In rough water, you're still going to get cavitation, no matter how smooth the transition may be. The use of a 'top-loader' intake grate will also help performance in rough water. The top loader uses an extra blade that curves sharply upwards, to feed water to the top radius of the inside of the pump. The only drawback is that is is very open, and susceptible to ingesting weeds and trash.


----------



## gotmuddy (Feb 8, 2012)

I can weld(mig/tig/stick) and I am handy with fiberglass


----------



## PSG-1 (Feb 9, 2012)

gotmuddy said:


> I can weld(mig/tig/stick) and I am handy with fiberglass



And that's a big plus when doing a project like this, because it's going to involve a good bit of welding, fabricating, and designing. 

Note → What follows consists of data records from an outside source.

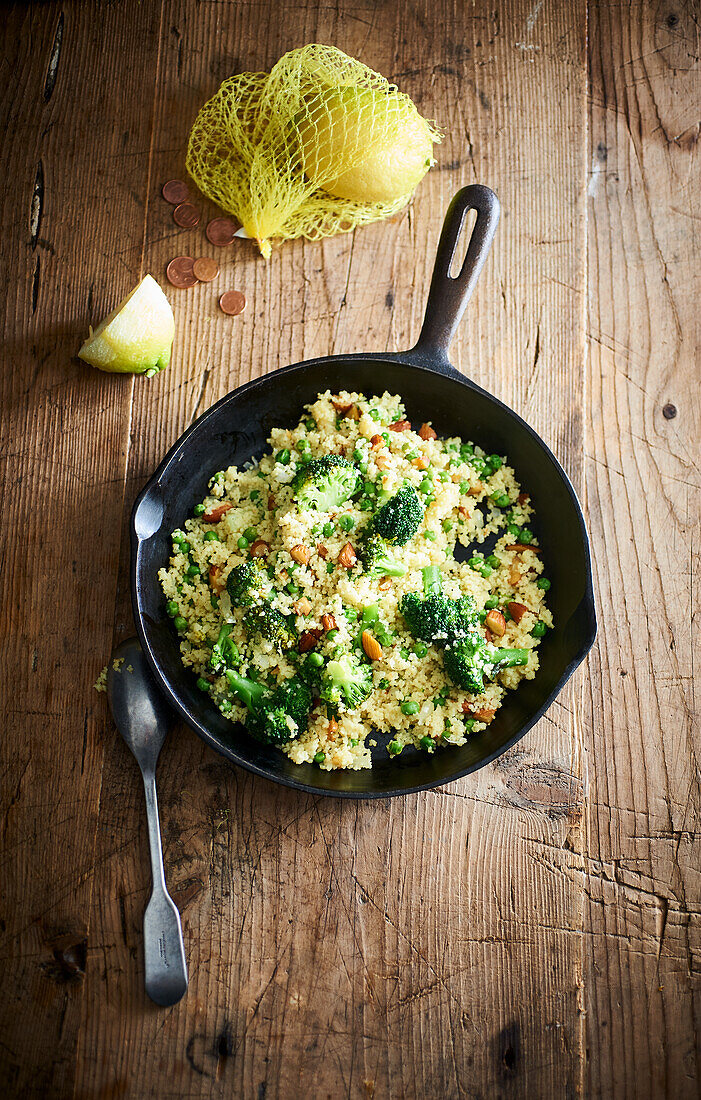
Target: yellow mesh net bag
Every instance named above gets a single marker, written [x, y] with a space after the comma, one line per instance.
[319, 145]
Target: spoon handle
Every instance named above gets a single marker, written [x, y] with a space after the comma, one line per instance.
[164, 952]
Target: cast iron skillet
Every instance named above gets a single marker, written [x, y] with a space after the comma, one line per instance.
[237, 427]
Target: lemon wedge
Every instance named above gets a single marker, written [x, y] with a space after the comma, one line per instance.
[137, 338]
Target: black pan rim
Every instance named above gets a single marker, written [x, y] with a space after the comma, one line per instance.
[415, 360]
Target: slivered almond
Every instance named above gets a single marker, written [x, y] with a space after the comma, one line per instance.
[516, 611]
[348, 557]
[371, 646]
[495, 623]
[300, 553]
[216, 514]
[259, 549]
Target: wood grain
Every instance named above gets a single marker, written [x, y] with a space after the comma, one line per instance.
[643, 931]
[530, 931]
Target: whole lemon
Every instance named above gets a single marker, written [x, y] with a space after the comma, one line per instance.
[364, 144]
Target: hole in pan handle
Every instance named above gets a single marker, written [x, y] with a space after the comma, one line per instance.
[448, 296]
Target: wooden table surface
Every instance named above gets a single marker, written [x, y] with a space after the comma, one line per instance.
[533, 930]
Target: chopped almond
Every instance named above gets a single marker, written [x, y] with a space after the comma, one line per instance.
[300, 553]
[371, 646]
[259, 549]
[215, 514]
[308, 640]
[495, 623]
[348, 557]
[215, 580]
[516, 611]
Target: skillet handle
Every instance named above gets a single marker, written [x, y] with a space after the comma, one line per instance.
[449, 295]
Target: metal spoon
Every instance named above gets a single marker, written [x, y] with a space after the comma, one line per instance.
[143, 721]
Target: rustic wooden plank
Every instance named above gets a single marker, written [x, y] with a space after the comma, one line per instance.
[643, 944]
[72, 213]
[423, 947]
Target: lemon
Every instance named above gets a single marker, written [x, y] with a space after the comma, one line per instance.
[364, 144]
[137, 338]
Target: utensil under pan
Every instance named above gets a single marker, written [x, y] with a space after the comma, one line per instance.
[237, 427]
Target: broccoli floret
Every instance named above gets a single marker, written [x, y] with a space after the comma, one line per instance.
[469, 660]
[225, 652]
[374, 554]
[325, 483]
[267, 623]
[401, 517]
[435, 617]
[275, 716]
[346, 680]
[248, 584]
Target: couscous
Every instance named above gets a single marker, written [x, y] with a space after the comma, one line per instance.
[317, 595]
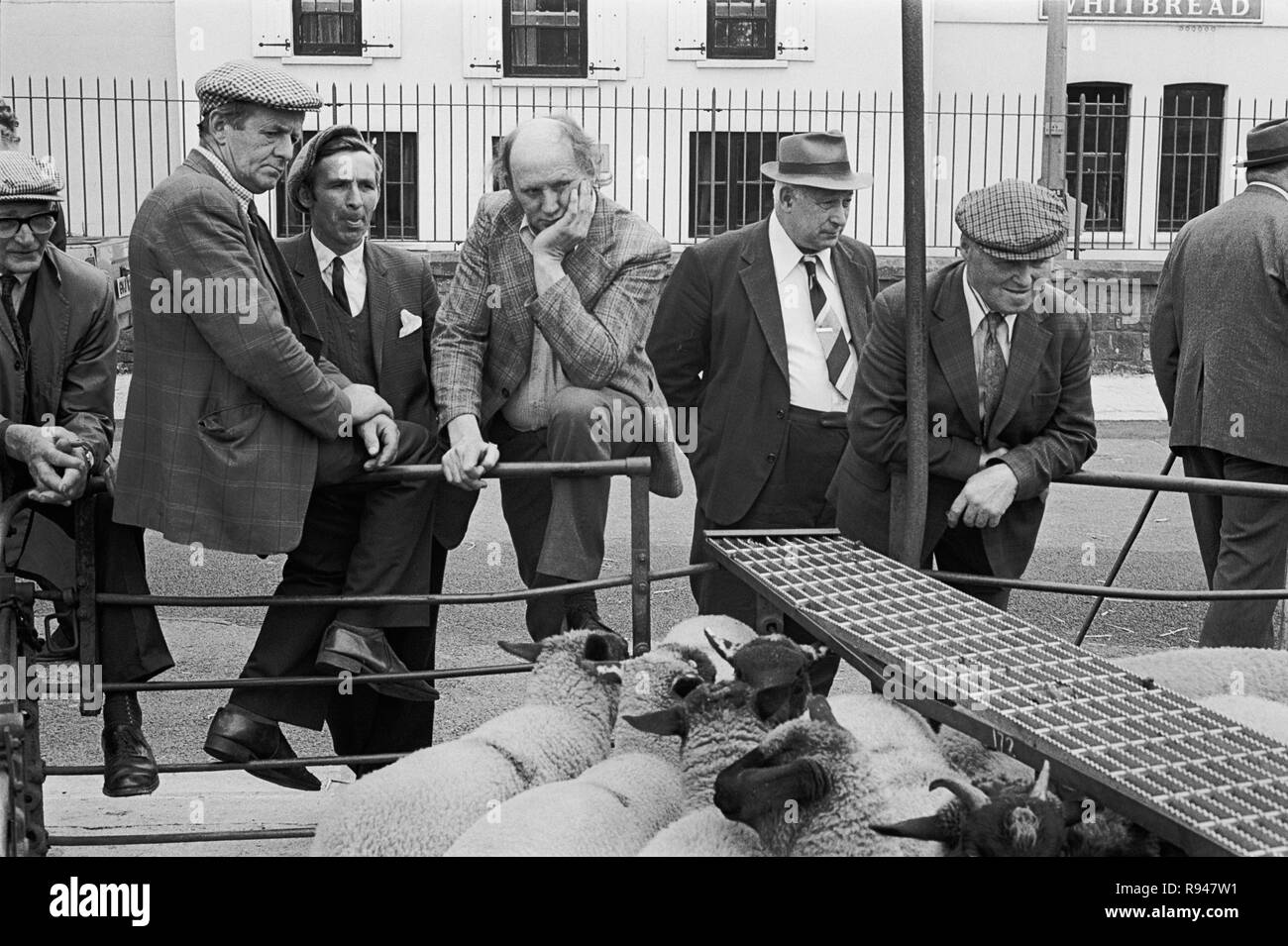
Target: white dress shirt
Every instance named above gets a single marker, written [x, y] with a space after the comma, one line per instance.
[806, 364]
[355, 271]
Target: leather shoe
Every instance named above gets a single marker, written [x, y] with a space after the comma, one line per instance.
[129, 768]
[366, 650]
[235, 736]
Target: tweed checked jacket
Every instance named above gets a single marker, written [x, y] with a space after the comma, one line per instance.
[1220, 331]
[72, 354]
[596, 321]
[226, 407]
[1043, 418]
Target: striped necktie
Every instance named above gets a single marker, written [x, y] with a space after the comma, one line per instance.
[836, 349]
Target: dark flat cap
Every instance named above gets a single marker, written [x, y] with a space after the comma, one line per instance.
[243, 80]
[22, 177]
[304, 162]
[1014, 220]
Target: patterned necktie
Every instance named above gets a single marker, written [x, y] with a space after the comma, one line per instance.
[992, 370]
[338, 283]
[8, 283]
[836, 351]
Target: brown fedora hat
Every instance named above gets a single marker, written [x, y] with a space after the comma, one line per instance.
[1267, 143]
[816, 158]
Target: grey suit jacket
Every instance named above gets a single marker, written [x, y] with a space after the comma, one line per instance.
[227, 403]
[1219, 336]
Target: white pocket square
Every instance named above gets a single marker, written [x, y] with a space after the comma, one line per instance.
[410, 323]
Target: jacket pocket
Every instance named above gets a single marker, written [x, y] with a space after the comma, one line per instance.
[231, 424]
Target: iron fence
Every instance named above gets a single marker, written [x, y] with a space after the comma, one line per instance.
[687, 159]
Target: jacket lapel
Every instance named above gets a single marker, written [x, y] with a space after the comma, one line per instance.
[1028, 348]
[949, 338]
[759, 280]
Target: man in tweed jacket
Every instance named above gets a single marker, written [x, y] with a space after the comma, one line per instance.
[235, 417]
[1009, 385]
[540, 343]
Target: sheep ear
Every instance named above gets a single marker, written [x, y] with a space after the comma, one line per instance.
[664, 722]
[928, 828]
[522, 649]
[725, 649]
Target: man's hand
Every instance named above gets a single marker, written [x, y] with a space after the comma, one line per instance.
[380, 437]
[471, 456]
[54, 459]
[984, 498]
[365, 403]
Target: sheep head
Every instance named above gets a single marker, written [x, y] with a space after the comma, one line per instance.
[1012, 824]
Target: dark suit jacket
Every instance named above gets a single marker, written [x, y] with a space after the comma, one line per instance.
[226, 407]
[72, 354]
[1043, 418]
[596, 321]
[719, 347]
[1219, 336]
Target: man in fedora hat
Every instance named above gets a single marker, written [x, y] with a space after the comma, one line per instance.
[758, 332]
[1219, 341]
[235, 418]
[1009, 383]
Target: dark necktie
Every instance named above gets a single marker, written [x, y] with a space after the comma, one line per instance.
[338, 284]
[836, 351]
[992, 370]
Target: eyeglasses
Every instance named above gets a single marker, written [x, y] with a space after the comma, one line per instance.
[40, 224]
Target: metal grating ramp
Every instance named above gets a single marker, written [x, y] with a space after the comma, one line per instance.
[1180, 770]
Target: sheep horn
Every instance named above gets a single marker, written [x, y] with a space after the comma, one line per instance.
[1039, 787]
[971, 796]
[524, 650]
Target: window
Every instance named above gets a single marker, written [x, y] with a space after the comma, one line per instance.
[1099, 133]
[1189, 163]
[329, 27]
[395, 214]
[544, 38]
[728, 190]
[739, 29]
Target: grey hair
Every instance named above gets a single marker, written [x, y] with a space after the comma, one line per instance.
[585, 150]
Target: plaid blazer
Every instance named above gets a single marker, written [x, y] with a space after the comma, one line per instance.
[227, 403]
[596, 319]
[1043, 418]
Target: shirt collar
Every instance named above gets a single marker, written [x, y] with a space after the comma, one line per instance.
[226, 175]
[975, 308]
[1269, 187]
[325, 254]
[786, 253]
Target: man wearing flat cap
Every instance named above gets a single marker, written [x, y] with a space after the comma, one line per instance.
[235, 416]
[759, 332]
[1219, 341]
[56, 389]
[1009, 383]
[375, 308]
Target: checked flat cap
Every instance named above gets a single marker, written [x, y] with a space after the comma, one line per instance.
[243, 80]
[1014, 220]
[22, 177]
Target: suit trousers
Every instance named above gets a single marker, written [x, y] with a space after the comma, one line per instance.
[558, 524]
[795, 497]
[356, 541]
[1243, 542]
[130, 644]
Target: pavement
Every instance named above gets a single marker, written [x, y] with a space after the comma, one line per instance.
[1081, 534]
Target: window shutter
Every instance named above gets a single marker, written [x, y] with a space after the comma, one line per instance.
[481, 39]
[381, 27]
[605, 40]
[270, 29]
[687, 30]
[795, 30]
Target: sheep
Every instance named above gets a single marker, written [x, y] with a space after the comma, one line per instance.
[421, 803]
[815, 786]
[617, 804]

If you run into any difficulty, I'll be glad to impart whatever advice or insight that I can, as I have done this not once, but twice....the first time with the TS900 and 1000 engines, and then this past year with a 4 stroke. In other words, I know just about every quirk and idiosyncrasy involved in a project such as this.


----------



## gotmuddy (Feb 10, 2012)

I have access to a miller spoolgun and soon hope to own my own TIG welder. since my shop isnt heated I am going to wait until it warms up some before doing anything.


----------



## PSG-1 (Feb 10, 2012)

If you have a spoolgun, then, you've got it made. Much faster than TIG, and a more reliable wire feed system with aluminum than using a typical MIG.

Remember to use ER5356 wire, not 4043, as 5000 series filler wire is used for marine applications, 4043 is more susceptible to corrosion. 5356 has a lot more spatter and smoke than 4043, but again, it's rated for marine applications, and it's more forgiving of minor contaminants in the base metal.


----------



## Ride_Klein (Mar 6, 2012)

I went the fiberglass insert route on my project and had some problems with cavitation at the beginning, but it was easily solved by smoothing out my intake tunnel with a little bit of Bondo-Glass, and replacing an impeller that was out of spec. 

https://www.tinboats.net/forum/viewtopic.php?f=21&t=22354

Happy to help, but as I've said in other threads both PSG and Rancherro are the experts for sure.

RK


----------